Thursday, March 22, 2007

Best American Essays (concluded)

Annie Dillard. "Total Eclipse." 1982. Impressions of the world as it looks during a total eclipse of the sun. The world no longer looks ordinary, setting off reflections on that changed world. A dead world. The world when the sun burns out. But then the eclipse is over and people hurry back to the now familiar world of their daily lives.

Cynthia Ozick. "A Drugstore in Winter." 1982. The author tells how she became a writer--through reading. Beginning with a lending library in her father's drug store, all kinds of people either gave her or loaned her books and she consumed all of them.

William Manchester. "Okinawa: The Bloodiest Battle of All." 1987. Manchester vividly describes the conditions under which his company of marines fought on Okinawa, the island from which, if there had been no atomic bombs, the invasion of mainland Japan would have been launched. The statistics of loss are staggering, more than Hiroshima, more Americans than at Gettysburg. He pleads for Americans to remember those who died in war on Memorial Day. And he makes it clear that he has not forgiven the Japanese for what they did to his friends and fellow marines and to him personally. I think this essay should be read aloud at Memorial Day ceremonies. Americans need to understand the realities of war. They need to appreciate the conditions under which those who gave their lives--and those who survived--fought.

Edward Hoagland. "Heaven and Nature." 1988. Reflections on committing suicide.

Stephen Jay Gould. "The Creation Myths of Cooperstown." 1989. The author believes that people prefer "creation myths" to the reality that most phenomena evolve. Baseball is an example. It was not started by Abner Doubleday, a man who didn't "know a baseball from a kumquat." It evolved from primitive stick-and-ball games played by working people even before America became a British colony.

Gerald Early. "Life with Daughters: Watching the Miss America Pageant." 1990. Confronts the unspoken belief that white women are the image of the perfect American woman.

John Updike. "The Disposable Rocket." 1993. The author reflects on the male body and in the process contrasts it with the female's. The man's role in reproduction is like the rockets that propel the space capsule into space then fall away into the ocean. An excellent metaphor.

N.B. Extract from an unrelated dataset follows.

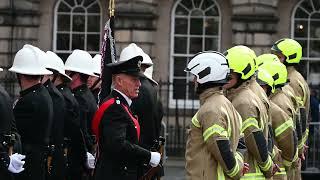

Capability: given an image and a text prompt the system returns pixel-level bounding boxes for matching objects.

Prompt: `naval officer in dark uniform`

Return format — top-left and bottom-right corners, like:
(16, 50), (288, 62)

Saul Bellow. "Graven Images." 1997. The author reflects on the process of being photographed. He thinks that photographers try to help the public see you as you really are, as opposed to how you want to be viewed. When you are being photographed as a public figure, the battle is on between the photographee and the photographer for how you will be immortalized in public. The photographer tries to reduce the public figure to the confines of a paper or a frame that makes the public figure look like everyone else.